Un conte de fée couleur d’émeraude ?

Un conte de fée couleur d’émeraude ?
Jean-Philippe Damiani

L’émeraude. C’est à la couleur de cette pierre précieuse que le nord-est de la Sardaigne doit sa bonne fortune touristique. En effet, en 1961, le prince Aga Khan, ayant un coup de foudre pour la beauté sauvage et la couleur de l’eau de mer de la région, décide d’acheter à des paysans locaux une bande de littoral de dix kilomètres située au nord d’Olbia pour y créer la Costa Smeralda (Côte d’Émeraude).
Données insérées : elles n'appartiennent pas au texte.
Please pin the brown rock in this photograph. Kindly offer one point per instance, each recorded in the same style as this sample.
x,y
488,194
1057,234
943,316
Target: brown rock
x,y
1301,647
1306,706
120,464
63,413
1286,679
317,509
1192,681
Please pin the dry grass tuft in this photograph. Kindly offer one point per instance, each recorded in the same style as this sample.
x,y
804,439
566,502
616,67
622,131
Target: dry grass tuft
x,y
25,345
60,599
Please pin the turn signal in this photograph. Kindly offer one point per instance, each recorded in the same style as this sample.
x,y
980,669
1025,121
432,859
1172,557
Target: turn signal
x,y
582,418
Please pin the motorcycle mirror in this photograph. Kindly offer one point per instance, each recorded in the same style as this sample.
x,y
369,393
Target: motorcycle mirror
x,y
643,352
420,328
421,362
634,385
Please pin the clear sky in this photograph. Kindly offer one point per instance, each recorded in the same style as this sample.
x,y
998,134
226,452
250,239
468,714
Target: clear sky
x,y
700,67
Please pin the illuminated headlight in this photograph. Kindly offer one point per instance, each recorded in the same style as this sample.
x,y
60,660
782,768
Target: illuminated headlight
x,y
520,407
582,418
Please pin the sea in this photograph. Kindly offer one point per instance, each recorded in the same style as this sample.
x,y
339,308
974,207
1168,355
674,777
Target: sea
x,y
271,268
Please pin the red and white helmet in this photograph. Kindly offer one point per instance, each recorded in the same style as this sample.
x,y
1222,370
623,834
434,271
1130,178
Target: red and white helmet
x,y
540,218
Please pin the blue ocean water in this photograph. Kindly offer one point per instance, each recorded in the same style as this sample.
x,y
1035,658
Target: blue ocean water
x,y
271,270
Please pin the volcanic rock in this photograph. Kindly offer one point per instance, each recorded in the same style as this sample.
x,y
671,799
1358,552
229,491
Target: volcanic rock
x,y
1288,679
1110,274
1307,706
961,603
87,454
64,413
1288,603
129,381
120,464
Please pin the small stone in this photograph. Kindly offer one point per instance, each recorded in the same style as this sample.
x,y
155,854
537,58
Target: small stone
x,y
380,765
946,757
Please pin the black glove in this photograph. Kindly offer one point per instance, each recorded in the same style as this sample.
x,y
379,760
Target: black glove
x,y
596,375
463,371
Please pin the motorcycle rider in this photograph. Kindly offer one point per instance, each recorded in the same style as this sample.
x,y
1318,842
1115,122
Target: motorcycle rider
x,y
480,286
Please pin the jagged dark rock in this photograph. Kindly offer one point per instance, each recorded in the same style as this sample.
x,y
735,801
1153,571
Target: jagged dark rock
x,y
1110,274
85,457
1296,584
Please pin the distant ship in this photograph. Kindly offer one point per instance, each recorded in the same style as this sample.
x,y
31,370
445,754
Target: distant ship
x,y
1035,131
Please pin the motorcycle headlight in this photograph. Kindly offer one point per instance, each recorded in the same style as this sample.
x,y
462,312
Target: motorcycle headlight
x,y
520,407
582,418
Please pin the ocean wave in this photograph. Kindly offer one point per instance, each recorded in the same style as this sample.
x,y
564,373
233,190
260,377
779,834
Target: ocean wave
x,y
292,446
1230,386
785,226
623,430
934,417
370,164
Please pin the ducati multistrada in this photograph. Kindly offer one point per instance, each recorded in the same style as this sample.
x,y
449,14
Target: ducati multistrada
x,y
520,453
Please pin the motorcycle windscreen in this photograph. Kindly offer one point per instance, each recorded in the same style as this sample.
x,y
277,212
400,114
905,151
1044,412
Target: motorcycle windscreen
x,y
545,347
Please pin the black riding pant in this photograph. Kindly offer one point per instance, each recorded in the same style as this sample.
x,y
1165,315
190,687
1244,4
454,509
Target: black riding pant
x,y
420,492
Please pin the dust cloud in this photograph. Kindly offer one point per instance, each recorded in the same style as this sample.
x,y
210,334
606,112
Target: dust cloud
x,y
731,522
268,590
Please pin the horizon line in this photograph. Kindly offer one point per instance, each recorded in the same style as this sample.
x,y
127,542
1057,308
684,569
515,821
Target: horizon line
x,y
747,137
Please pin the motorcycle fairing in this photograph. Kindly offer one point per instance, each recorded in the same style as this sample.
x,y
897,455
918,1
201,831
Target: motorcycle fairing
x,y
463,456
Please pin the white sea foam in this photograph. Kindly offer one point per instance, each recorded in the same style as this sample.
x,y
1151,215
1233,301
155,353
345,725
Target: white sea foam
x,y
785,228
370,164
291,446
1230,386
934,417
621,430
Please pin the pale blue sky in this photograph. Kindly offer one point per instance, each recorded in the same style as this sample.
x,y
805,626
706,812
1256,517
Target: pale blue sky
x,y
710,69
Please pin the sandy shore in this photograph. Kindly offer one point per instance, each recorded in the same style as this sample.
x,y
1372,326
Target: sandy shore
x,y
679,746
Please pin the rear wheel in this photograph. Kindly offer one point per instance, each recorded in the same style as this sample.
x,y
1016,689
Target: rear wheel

Il décide d’y implanter une station balnéaire haut de gamme obéissant à des règles architecturales strictes : respect de l’environnement, maisons blanches ou pastel imitant les demeures traditionnelles sardes, influences byzantines.

Le « style Costa Smeralda » voit alors le jour, fleurissant face à une mer de carte postale, entre les localités ultra-chic de Porto Cervo et Porto Rotondo (photo). Depuis, devenue l’un des points de rencontre de la jet-set internationale et des inévitables paparazzi, la région est affublée de tous les oripeaux des « contes de fées » (ou des cauchemars) modernes : yachts, nuits d’hôtels coûtant plusieurs centaines d’euros (et beaucoup plus dans des palaces comme le Cala di Volpe), top-modèles et badauds obnubilés par le bling-bling. Pas étonnant que l’inénarrable Berlusconi y ait fait construire l’une de ses résidences d’été, la pharaonique villa La Certosa.

Bref, vous l’aurez compris, la côte d’Émeraude conviendra plus aux propriétaires de Ferrari qu’aux routards et au commun des mortels. Mais la Sardaigne, île essentiellement rurale où le salaire moyen dépasse péniblement les 1 000 euros, est bien loin de se résumer à cette carte postale galvaudée.